Eating in Season: Winter Squash
Sunday, November 14, 2010
I’ve been cooking up all the squash I’ve been accumulating for the last few months. (I ran across a great deal on butternut squash—3 for $1.) I needed the floor space! Winter squash like pumpkins, butternut, and acorn, once field hardened (allowed to dry for a while outside so that their skins become hardened and so resist bruising), can store well for a long time at room temperature with low humidity. Some squash have a longer storage life than others. Pumpkins and butternut squash will keep all winter if their skins are not bruised or broken, while acorn squash must be eaten within a much shorter time or they begin to decay.
The flesh of some squash is finer grained, such as butternut and buttercup, and better for use in pie and casserole recipes. Other squash, such as the spaghetti or acorn squash, have a more fibrous consistency and are best eaten stuffed or with butter and brown sugar right out of their shells.
The easiest way to cook a squash is to bake it, but there are a few things you need to do before you pop it in your oven.
1. Wash the outer shell of the squash with a brush and a few drops of liquid dish soap and rinse well.

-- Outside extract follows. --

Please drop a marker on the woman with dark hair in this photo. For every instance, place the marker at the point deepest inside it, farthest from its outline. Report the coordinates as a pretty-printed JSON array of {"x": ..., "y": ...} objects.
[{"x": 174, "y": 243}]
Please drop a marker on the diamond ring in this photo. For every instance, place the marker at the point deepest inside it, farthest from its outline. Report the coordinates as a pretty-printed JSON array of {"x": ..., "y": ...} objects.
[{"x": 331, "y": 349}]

2. Cut the squash in half right down the middle with a big knife. I have a special tool that I slip over the knife blade that allows me to bear down on the pointy end of the knife safely. Some squash needs to be cracked open with a chisel or an ax—I use this method with big Hubbard squash.
3. Scoop out the “guts” and seeds. I use an ice cream scoop.
4. Place cavity downward on a shallow greased pan.
Bake in a medium oven (350°F) for 30 minutes or until a fork pushes easily through the shell and flesh.
Allow the squash to cool and then scoop the cooked flesh out of the shell in chunks and pack into freezer containers or bags.
You can use the cooked squash right away or it keeps well in the freezer until you need a pick-me-up later in the winter. Squash are rich in beta carotene and are very good for you! Enjoy. Begonia
Cleaning the Squash
My vintage ice cream scoop has a nice sharp edge which makes it a perfect tool for scraping the guts and seeds out of this squash.
Baked Butternut Squash
Butternut is one of the most versatile winter squashes. Plenty of fine-grained flesh that makes wonderful "Pumpkin" Pie and is also great in soup, stew, or layered in a casserole dish and reheated with brown sugar and butter with a sprinkling of cinnamon on top!